扶苏一边说着,一边嚎啕大哭,用袖子遮面。
冯去疾也有意阻止,连连道,“太子,隔墙有耳啊。”
“事已至此,还怕被人知道吗。我看我怕是活不过今年了。”
冯去疾听了,也忍不住心里悲酸。
扶苏干脆躺在地上,大嚷大叫。
冯去疾只能呆呆坐在一边,看自己请来的这个瘟神。原本的计划全部被打乱了。
冯去疾就这么静静地盯着扶苏,他不知道扶苏到底是真哭还是假哭。
约莫一炷香后,扶苏甚至听到了墙外有人走动的脚步声,他忽然站起来。
“时辰将至,我若是再晚归王宫。怕是要被父皇疑心了。右相若是无事,我先走了。”
冯去疾望着干净的面孔,“太子,还是洗把脸再走吧。”
“也好。”扶苏望着冯去疾,他难得微笑道,“幸亏,右相是个聪明人。”
冯去疾没有说话。他被扶苏摆了一道,眼下还回不过神来。
说起来,他找扶苏,其实就和当初去长葛劝扶苏一个意思。以扶苏太子的身份,老老实实在宫里待着等着继位,是对所有人最好的一种安排。
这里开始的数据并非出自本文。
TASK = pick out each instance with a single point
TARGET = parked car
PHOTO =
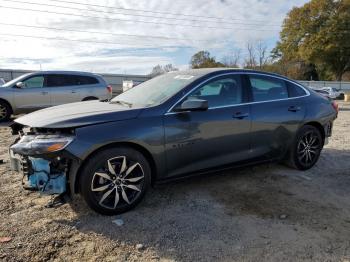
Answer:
(174, 125)
(39, 90)
(323, 93)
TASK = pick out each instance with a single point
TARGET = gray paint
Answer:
(190, 142)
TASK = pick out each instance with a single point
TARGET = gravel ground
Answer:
(261, 213)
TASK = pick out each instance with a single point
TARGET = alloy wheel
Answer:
(3, 112)
(309, 147)
(118, 182)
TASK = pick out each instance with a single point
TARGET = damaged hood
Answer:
(78, 114)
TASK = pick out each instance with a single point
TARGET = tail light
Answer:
(110, 89)
(335, 106)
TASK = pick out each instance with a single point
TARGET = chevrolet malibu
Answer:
(175, 125)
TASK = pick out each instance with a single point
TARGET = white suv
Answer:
(39, 90)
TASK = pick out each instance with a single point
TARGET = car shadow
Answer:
(7, 123)
(176, 219)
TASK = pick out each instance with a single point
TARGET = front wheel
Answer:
(306, 148)
(115, 180)
(5, 112)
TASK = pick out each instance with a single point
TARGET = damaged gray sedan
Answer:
(175, 125)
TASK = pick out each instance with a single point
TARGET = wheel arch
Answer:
(318, 126)
(132, 145)
(8, 103)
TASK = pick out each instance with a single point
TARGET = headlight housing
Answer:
(41, 144)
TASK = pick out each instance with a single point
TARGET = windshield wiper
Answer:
(122, 103)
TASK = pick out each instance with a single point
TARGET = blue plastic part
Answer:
(45, 182)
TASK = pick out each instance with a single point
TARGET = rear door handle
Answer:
(240, 115)
(294, 108)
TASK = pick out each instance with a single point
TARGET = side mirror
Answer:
(20, 85)
(193, 105)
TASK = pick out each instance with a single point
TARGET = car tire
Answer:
(5, 111)
(115, 180)
(306, 148)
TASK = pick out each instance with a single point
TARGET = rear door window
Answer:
(34, 82)
(86, 80)
(265, 88)
(59, 80)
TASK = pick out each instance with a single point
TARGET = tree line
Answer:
(314, 44)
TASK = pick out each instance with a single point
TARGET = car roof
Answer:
(206, 71)
(63, 72)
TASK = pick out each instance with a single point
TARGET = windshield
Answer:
(14, 81)
(155, 91)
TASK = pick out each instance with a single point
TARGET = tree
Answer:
(203, 59)
(159, 70)
(250, 61)
(261, 50)
(318, 34)
(232, 60)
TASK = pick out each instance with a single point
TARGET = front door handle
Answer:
(294, 108)
(240, 115)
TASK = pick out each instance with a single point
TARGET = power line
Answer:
(129, 20)
(137, 15)
(155, 12)
(83, 41)
(103, 33)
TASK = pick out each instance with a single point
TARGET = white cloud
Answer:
(246, 20)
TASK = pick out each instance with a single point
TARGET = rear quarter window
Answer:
(295, 91)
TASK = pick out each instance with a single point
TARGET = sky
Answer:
(131, 36)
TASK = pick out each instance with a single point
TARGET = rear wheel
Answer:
(5, 111)
(306, 148)
(115, 180)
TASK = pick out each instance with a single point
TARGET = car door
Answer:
(33, 95)
(199, 140)
(276, 115)
(63, 89)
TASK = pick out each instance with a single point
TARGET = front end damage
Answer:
(40, 156)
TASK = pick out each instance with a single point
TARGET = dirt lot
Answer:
(263, 213)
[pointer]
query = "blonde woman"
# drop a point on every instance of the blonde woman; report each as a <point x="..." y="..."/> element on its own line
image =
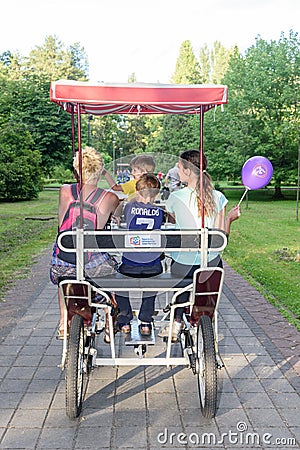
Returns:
<point x="102" y="205"/>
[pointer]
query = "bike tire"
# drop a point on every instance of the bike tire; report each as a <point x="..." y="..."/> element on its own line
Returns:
<point x="207" y="367"/>
<point x="75" y="368"/>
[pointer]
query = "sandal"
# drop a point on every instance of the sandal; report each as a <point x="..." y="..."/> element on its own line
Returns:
<point x="125" y="328"/>
<point x="106" y="337"/>
<point x="145" y="329"/>
<point x="61" y="334"/>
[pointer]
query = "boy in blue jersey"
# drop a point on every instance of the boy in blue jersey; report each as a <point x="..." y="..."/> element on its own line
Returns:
<point x="141" y="214"/>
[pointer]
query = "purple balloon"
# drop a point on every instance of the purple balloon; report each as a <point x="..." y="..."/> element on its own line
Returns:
<point x="257" y="172"/>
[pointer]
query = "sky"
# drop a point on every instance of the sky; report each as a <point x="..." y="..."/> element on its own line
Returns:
<point x="122" y="37"/>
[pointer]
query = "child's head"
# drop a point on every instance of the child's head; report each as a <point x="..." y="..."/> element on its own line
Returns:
<point x="92" y="165"/>
<point x="141" y="164"/>
<point x="147" y="187"/>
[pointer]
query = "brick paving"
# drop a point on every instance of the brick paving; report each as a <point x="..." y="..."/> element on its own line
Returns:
<point x="149" y="408"/>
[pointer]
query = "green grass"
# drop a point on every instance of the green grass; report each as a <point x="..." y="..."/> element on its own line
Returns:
<point x="263" y="245"/>
<point x="22" y="239"/>
<point x="264" y="248"/>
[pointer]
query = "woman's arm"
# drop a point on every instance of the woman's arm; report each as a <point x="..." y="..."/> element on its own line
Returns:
<point x="233" y="215"/>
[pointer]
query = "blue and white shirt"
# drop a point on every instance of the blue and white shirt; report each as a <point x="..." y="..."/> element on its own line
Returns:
<point x="142" y="216"/>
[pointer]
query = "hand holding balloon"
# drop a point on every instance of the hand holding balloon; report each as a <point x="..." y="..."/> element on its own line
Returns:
<point x="256" y="174"/>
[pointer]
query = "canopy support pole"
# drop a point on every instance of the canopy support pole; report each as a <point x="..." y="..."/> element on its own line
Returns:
<point x="201" y="165"/>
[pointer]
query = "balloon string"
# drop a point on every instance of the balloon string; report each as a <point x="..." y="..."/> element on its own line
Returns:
<point x="246" y="190"/>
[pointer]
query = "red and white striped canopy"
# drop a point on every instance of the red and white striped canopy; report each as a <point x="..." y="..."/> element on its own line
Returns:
<point x="136" y="98"/>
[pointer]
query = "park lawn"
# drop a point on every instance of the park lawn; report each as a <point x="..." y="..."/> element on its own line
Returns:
<point x="22" y="239"/>
<point x="263" y="245"/>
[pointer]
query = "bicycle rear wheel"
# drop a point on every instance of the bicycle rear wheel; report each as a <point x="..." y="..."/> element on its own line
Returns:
<point x="75" y="368"/>
<point x="207" y="367"/>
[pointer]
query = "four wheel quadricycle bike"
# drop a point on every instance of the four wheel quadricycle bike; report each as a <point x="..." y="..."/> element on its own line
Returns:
<point x="90" y="308"/>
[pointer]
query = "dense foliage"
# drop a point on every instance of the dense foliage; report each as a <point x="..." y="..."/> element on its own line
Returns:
<point x="262" y="115"/>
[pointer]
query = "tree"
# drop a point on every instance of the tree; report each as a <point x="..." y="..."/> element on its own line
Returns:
<point x="187" y="70"/>
<point x="56" y="61"/>
<point x="263" y="86"/>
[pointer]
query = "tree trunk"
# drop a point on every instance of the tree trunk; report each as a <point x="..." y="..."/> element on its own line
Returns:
<point x="278" y="195"/>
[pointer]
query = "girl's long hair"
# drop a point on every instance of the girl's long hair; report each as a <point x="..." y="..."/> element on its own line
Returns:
<point x="191" y="159"/>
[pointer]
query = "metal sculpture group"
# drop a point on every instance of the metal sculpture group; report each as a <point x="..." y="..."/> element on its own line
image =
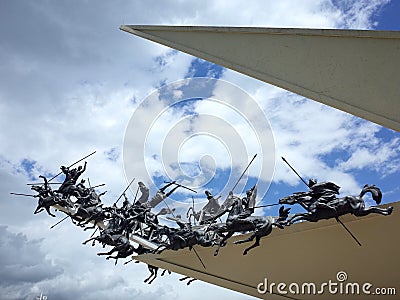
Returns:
<point x="135" y="221"/>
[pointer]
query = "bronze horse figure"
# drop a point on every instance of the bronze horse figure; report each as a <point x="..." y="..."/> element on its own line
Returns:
<point x="235" y="222"/>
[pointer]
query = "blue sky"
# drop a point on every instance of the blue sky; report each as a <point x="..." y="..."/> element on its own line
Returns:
<point x="72" y="83"/>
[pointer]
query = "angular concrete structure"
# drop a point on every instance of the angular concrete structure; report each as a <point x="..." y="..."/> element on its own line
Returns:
<point x="356" y="71"/>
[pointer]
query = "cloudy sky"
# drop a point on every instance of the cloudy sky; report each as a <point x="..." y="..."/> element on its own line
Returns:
<point x="72" y="82"/>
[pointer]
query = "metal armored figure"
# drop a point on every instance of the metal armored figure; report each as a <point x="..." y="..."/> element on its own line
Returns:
<point x="71" y="177"/>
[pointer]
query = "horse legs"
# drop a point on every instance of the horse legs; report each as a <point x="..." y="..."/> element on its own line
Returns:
<point x="165" y="270"/>
<point x="376" y="210"/>
<point x="249" y="239"/>
<point x="222" y="243"/>
<point x="108" y="253"/>
<point x="48" y="211"/>
<point x="298" y="217"/>
<point x="91" y="239"/>
<point x="187" y="277"/>
<point x="153" y="273"/>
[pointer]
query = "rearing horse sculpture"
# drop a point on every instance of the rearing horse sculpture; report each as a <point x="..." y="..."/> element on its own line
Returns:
<point x="237" y="221"/>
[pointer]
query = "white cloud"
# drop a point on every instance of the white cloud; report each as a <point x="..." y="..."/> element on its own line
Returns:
<point x="71" y="81"/>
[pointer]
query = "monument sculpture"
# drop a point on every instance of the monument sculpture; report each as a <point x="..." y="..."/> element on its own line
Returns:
<point x="117" y="226"/>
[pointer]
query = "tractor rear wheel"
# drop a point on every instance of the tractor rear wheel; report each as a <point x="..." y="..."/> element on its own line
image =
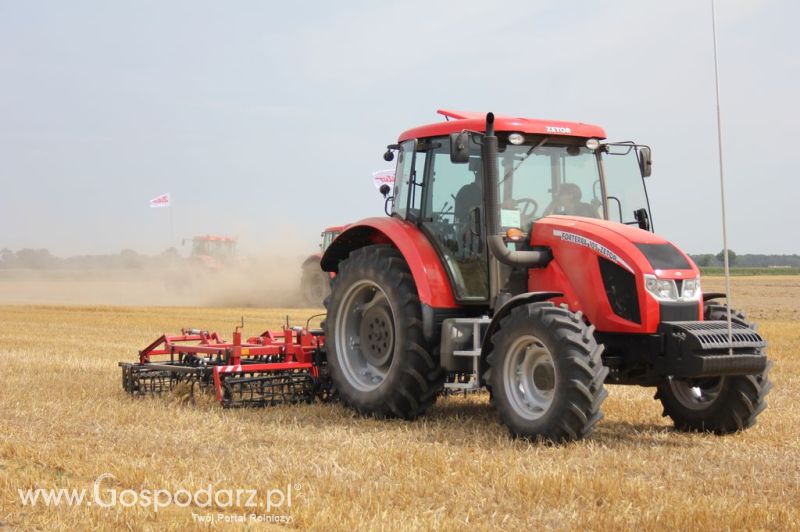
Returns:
<point x="379" y="361"/>
<point x="546" y="374"/>
<point x="315" y="284"/>
<point x="717" y="404"/>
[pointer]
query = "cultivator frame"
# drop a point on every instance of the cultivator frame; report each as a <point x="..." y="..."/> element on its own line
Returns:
<point x="275" y="367"/>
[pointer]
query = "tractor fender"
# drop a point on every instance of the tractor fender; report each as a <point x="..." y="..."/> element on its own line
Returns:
<point x="430" y="277"/>
<point x="505" y="310"/>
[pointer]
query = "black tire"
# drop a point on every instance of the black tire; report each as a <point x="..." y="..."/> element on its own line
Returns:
<point x="722" y="404"/>
<point x="314" y="284"/>
<point x="395" y="374"/>
<point x="556" y="389"/>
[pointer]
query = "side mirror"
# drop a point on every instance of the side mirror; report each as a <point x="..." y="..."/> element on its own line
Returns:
<point x="475" y="221"/>
<point x="389" y="154"/>
<point x="459" y="147"/>
<point x="645" y="161"/>
<point x="642" y="219"/>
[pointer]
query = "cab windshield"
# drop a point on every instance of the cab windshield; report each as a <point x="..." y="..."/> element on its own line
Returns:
<point x="539" y="179"/>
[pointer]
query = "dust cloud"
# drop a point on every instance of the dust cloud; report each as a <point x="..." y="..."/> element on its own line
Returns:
<point x="252" y="282"/>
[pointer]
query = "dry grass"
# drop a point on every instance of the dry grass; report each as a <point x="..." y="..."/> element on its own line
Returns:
<point x="65" y="420"/>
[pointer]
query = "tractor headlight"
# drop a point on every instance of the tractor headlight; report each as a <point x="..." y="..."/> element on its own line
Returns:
<point x="667" y="289"/>
<point x="691" y="290"/>
<point x="662" y="289"/>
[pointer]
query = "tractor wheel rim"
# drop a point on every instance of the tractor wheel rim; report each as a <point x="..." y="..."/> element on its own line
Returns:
<point x="366" y="335"/>
<point x="530" y="377"/>
<point x="696" y="395"/>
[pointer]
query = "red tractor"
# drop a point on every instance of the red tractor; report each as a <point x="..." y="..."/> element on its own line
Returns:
<point x="520" y="254"/>
<point x="315" y="283"/>
<point x="212" y="251"/>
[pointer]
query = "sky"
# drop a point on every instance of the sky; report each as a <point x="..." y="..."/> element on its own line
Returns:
<point x="265" y="120"/>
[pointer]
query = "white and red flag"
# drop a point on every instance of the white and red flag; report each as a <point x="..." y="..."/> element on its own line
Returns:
<point x="161" y="201"/>
<point x="384" y="177"/>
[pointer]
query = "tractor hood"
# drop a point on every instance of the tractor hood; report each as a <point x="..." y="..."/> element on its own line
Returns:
<point x="634" y="249"/>
<point x="612" y="272"/>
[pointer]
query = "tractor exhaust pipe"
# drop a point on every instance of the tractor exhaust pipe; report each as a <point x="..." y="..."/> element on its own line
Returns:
<point x="494" y="238"/>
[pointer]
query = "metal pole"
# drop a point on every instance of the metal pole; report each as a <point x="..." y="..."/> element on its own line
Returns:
<point x="722" y="183"/>
<point x="171" y="225"/>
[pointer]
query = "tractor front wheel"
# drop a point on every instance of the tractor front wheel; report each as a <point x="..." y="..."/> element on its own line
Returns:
<point x="718" y="404"/>
<point x="379" y="361"/>
<point x="546" y="374"/>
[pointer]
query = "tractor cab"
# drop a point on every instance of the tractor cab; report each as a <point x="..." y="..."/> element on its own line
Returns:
<point x="519" y="256"/>
<point x="541" y="170"/>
从上到下,除了扶苏,几乎都是稳定政体的受益者。既得利益者,根本不希望扶苏这个时候搞事情。
刚刚做了右相不久的冯去疾,也是希望能够推行嬴政的政策。
小人物怕官,大人物怕历史。
冯去疾希望未来能够成为青史留名的贤相。
希望未来能够和嬴政一样,在这由秦始皇嬴政开天辟地建立的皇帝制度时代十字路口上,做出正确的选择。
一旦在这個关键的十字路口做出错误的选择,他会在史书上留下万古骂名!
所以,冯去疾来找扶苏,只是希望借助自己的丞相的身份,亲口告诉扶苏,让他好好待在宫里,平息流言,保全所有人。
但是扶苏的举止,则让冯去疾深感他是多此一举。不过,他请扶苏过来,还是发挥了一些作用。
给皇帝陛下挖了一个大坑,而让太子轻松从皇帝陛下设置的泥潭里跳了出来。
冯去疾敏锐地意识到一个问题。
从上古时代到如今,华夏几千年的政治文明已经开始有所变化。
冯去疾说不出这变化到底是趋向成熟还是趋向简单。
总之,如今的时代,已经不再是过去那个诸侯王群立,众人共同商量大事的时代。
伴随着集权政治的诞生,政治人物之间互相切磋的方式,已经有所变化。不会再像过去那样了。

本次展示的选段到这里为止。